Stop all the clocks, cut off the telephone. Prevent the Liveline yapping with its daily moan. Silence the detractors, and with a muffin or scone, look around the canteen, let the competition come. Let the 46A rumble past, scribbling on tickets "Sorry, Tom Dunne". Put P45s round the white necks of public servants. Let contract negotiations be victims of media rants. He was the Late Late Show, Prime Time, Today Tonight and The Frontline. But Dalkey is not wanted now, the three-wheeled motorcycle revs one last time. Pack up the studio and dismantle the wood. For no ratings now can ever come to any good.

Should we pause for the Angelus? What is probably the most dramatic transfer in Irish radio history saw Pat Kenny depart Montrose for Marconi House during the week, leaving RTÉ for Newstalk with immediate effect. As Twitter and newspaper websites exploded with the news, Radio 1 was left to report awkwardly on its internal wranglings in the manner it always does: a teenager shuffling their feet at a school disco, getting around to asking for a dance. On Wednesday, the director general, Noel Curran, was quizzed by Mary Wilson on Drivetime. Curran tried to be firm and reassuring, but sounded dry-mouthed and a little unnerved. "We want you to continue to listen to Radio One," he said, addressing listeners. "We will replace quality with quality." When Wilson asked whether Curran expected to lose more stars in the wake of Kenny's departure, Curran answered pragmatically: "I think it's not impossible that we will." The following morning, Myles Dungan was in Kenny's seat, filling in competently. Presumably he's just keeping it warm for whomever will sit down more permanently because, as good a broadcaster as Dungan is, RTÉ will need a more glittering name to take over.

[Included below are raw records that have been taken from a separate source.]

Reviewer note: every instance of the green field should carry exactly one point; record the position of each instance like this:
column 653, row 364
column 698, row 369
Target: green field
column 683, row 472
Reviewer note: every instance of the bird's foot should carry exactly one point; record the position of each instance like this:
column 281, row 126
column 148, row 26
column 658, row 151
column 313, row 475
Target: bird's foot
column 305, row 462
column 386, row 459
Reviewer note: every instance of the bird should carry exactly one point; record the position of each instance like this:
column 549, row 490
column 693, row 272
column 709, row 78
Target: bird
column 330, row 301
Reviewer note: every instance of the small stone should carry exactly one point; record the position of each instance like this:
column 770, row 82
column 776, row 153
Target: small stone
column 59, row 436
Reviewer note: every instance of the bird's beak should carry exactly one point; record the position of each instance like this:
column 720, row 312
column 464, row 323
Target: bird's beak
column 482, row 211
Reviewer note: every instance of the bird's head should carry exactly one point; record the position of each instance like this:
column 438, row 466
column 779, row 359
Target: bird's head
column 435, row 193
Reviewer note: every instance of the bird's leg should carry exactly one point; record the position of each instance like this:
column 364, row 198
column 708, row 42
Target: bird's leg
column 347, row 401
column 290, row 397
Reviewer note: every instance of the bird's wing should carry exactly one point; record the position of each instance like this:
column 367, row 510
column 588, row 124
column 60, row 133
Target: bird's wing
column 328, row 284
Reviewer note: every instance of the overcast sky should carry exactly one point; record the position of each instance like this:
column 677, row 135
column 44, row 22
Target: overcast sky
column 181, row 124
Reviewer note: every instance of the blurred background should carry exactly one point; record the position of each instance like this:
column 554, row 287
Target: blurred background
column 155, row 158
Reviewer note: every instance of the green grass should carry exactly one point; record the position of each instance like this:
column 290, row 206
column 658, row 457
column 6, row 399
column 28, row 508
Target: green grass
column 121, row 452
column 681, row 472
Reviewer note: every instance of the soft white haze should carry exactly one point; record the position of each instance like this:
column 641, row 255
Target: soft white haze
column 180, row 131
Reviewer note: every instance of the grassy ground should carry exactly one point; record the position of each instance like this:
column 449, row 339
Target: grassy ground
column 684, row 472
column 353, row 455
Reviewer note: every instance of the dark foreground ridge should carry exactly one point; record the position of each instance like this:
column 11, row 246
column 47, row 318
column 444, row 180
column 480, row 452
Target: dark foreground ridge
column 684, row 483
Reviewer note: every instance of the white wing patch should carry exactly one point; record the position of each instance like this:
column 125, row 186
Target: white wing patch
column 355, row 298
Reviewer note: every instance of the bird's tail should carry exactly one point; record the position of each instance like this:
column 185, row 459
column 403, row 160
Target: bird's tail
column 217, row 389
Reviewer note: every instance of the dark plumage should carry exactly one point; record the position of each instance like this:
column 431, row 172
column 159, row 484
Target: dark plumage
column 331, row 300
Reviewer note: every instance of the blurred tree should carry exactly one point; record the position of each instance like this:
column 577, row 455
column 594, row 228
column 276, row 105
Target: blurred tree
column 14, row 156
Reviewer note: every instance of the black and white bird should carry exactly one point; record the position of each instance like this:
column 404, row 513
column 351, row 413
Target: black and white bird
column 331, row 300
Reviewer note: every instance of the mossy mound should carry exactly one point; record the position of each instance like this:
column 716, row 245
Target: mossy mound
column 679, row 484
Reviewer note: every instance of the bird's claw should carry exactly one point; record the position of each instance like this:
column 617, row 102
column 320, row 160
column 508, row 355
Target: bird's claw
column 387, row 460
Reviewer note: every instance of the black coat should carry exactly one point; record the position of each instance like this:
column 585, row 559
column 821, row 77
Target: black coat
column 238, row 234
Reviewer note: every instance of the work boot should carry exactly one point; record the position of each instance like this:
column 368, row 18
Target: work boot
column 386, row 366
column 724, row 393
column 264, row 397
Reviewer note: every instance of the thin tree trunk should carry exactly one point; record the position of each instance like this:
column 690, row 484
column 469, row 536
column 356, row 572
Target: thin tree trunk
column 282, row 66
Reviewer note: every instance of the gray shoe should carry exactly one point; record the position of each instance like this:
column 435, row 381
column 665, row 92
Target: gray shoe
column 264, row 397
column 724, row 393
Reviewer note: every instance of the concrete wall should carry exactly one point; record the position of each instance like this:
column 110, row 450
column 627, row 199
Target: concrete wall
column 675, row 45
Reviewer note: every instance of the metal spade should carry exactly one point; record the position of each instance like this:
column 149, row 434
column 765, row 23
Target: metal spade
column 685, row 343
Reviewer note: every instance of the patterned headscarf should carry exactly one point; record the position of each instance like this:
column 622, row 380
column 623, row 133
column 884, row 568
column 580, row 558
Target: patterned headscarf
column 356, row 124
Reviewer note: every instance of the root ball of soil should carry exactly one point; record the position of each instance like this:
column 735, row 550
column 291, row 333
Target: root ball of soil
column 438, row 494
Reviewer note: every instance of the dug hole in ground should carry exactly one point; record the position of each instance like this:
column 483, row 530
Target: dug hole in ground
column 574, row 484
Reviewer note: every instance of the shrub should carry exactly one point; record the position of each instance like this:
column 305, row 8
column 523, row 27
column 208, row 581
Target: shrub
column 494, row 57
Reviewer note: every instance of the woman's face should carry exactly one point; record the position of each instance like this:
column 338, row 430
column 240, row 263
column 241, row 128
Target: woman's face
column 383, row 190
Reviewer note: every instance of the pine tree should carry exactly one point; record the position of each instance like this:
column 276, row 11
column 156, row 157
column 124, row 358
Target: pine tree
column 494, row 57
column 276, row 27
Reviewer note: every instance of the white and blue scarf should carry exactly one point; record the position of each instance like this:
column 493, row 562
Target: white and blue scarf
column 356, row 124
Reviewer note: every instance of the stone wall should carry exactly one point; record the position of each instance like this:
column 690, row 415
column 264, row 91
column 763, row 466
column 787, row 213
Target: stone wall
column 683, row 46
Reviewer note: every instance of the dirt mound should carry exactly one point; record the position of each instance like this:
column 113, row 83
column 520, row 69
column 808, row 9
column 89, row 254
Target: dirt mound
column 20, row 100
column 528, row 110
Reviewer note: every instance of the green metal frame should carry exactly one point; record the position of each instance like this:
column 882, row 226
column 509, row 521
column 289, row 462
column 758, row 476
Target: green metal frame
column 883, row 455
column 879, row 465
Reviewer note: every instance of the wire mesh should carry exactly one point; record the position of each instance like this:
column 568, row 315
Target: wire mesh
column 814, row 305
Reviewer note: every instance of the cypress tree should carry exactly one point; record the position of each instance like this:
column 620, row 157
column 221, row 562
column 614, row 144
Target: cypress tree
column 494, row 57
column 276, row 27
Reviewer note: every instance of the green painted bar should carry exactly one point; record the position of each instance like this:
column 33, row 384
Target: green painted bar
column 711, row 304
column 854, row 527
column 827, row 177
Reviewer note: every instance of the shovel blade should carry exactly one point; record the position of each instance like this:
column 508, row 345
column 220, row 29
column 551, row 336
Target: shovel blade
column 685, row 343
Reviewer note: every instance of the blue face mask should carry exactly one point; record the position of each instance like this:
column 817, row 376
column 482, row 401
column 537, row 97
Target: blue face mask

Speaking of prized slots, while Morning Ireland is unequivocally the best place to start your day in Irish radio land, it has a habit of broadcasting packages that don't seem to have a point. On Tuesday, Jackie Fox reported on the concerts that will take place at the Royal Hospital Kilmainham site in Dublin, the home of Imma, as part of a wider question about how visitor attractions diversify. This isn't really news; there have been gigs and festivals at Imma for a while now. There is, of course, room for lighter features on Morning Ireland; too frequently they fall down in the production stakes, with a by-numbers structure and level of interrogation that would be more at home on News2Day, RTÉ's children's news TV programme.

Later in the programme, Ray Kennedy detailed the tragic deaths of 10-year-old Eoghan Chada and his five-year-old brother, Ruairí, once again exhibiting his skill of reporting on hard-to-discuss matters in a dexterous manner. Of course, Kennedy earned his reporting stripes at RTÉ, INN, TV3 and then Sky News Ireland, the latter station where the importance of production values and an aversion to cliched reporting techniques was impressed upon journalists: stock visuals of the Four Courts weren’t enough to illustrate a trial, nor did a shot of Grafton Street full of disembodied walking feet scream “consumer behaviour”. Murdoch’s Irish TV news branch had its fair share of detractors, but it does have a legacy among its reporters in terms of production, something all radio reporters should be more skilled in.


Later still, Miriam O’Callaghan called a quiet halt to the reporting on the tragedy, saying how hard it was to find any kind of appropriate words or condolences. Instead, she treated it with simple empathy.

The day after the Pat Kenny bombshell, Tom Dunne was doing a sterling job at sounding upbeat on Newstalk, chatting to people about their ex-partners. Dunne is a nice presenter, but the show is incredibly benign, freewheeling uncontained like a conversation at a hairdressers, as a caller, Teresa, randomly detailed her romantic history for what felt like hours.

While “human interest” chatter on most stations slides around a spectrum of predictable topics or brain-melting scraps between irate callers who make idiocracy feel like a contemporary anthropological study, an unlikely source of decent daytime conversation is The Spin, on the youth station Spin 103.8, that is hosted by Clare McKenna and Jonathan McCrea.

On Thursday, the overdone topic of piercings was discussed and Lorna was the first caller on the air. "Are you attracted to guys who have piercings, or are you worried about the mechanics of getting . . . stuck?" McCrea asked. Lorna was on the fence. Dr Altona Myers was on next, detailing how people can fracture their teeth with tongue piercings. Paddy O'Donoghue, who is a piercer at the Dublin studio Body Shock and who, at one stage, had more than 100 piercings, detailed his bodymodification journey. "A lot of the trouble is caused by people's own personal hygiene," he explained calmly. McKenna asked, "It doesn't affect the direction? It's direction I said, just so you know," with regard to how a Prince Albert piercing "down there" can impact urination. McCrea asked him why on earth he would have his tongue split in two, exclaiming "Gross!". Quite. But fun nonetheless.